- Вперед, за скарбами гетьмана!
- Directed by: Vadym Kastelli
- Written by: Leonid Slutskyi; Vasyl Trubay; Vadym Kastelli;
- Starring: Oleksandr Bondarenko; Yuriy Mazhuha; Yuriy Yevsyukov;
- Cinematography: Vitaliy Zaporozhchenko
- Music by: Ihor Stetsiuk
- Production company: Dovzhenko Film Studios
- Distributed by: Fest-Zemlya
- Release date: 1993;
- Running time: 90 minutes
- Country: Ukraine
- Language: Ukrainian

= Forward, for the Hetman's Treasures! =

1993 Ukrainian satirical comedy film

Forward, for the Hetman's Treasures! (Вперед, за скарбами гетьмана!, translit.
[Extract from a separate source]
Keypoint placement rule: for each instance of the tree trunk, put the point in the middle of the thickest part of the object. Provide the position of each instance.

Vpered, za skarbamy hetmana!) is a 1993 Ukrainian satirical comedy film directed by Vadym Kastelli. Produced during the early years of Ukraine's independence, the film is an absurdist political farce that parodies the legend of the Gold of Polubotok.

== Plot ==
The story begins in the 18th century, when the Ukrainian Hetman Pavlo Polubotok sends his son to a British bank with barrels of gold, hoping the treasure will one day aid a free Ukraine. He entrusts his son with a secret code to the deposit.

In 1993, shortly after the Declaration of Independence of Ukraine, the Hetman's descendant—also named Ivan Polubotok—becomes a target for various international and domestic intelligence agencies. Ivan, an unassuming villager involved in the honey trade, is oblivious to his heritage. However, the KGB, foreign spies, and local political factions are convinced he knows the secret bank code.
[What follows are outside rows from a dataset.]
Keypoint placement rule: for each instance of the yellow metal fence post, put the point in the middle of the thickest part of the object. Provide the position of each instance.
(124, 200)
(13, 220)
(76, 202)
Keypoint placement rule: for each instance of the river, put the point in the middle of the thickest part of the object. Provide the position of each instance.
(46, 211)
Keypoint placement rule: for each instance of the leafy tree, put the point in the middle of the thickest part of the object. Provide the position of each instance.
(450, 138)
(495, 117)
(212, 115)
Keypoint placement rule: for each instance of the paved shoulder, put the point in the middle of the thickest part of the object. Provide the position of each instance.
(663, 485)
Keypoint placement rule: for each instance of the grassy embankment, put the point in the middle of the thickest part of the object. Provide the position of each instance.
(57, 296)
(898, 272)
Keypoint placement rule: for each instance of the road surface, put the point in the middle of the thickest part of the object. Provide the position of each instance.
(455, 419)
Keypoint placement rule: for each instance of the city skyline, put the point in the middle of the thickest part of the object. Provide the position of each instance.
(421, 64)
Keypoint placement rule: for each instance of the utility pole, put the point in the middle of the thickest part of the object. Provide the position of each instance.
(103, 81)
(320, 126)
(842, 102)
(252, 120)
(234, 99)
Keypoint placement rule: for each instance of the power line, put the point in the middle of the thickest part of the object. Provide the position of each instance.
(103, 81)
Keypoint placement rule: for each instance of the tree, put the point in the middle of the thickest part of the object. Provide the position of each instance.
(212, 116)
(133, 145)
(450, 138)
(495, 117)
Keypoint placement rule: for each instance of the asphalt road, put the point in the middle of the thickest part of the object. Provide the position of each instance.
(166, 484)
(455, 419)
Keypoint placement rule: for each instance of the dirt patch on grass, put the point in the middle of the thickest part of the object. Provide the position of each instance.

Pursued by the mysterious "Man in Black" and other agents, Ivan travels from his village to Kyiv. Along the way, he encounters a series of surreal obstacles: a secret meeting of communists who dream of monetizing Lenin monuments, an attempt by a spy named Zhannochka to entrap him, and the magical assistance of a local witch, Odarka. The journey culminates in London, where Ivan must navigate a chaotic struggle for the gold, involving caricatured versions of contemporary political leaders.

== Cast ==
- Oleksandr Bondarenko as Ivan Polubotok
- Yuriy Mazhuha as General Felix
- Yuriy Yevsyukov as the "Man in Black" (KGB Agent)
- Natalia Sumska as Zhannochka

== Production and legacy ==
The film was the directorial debut of Vadym Kastelli and was produced at the Dovzhenko Film Studios. It is recognized as one of the first major political satires of independent Ukraine. According to the Dovzhenko Centre, the film utilizes "grotesque" humor to reflect the "spy mania" and social uncertainty of the post-Soviet transition in the early 1990s.

The film parodies the widespread public hope that the legendary gold of Polubotok would resolve the nation's economic crises, a theme that has given it cult status in Ukrainian cinema history.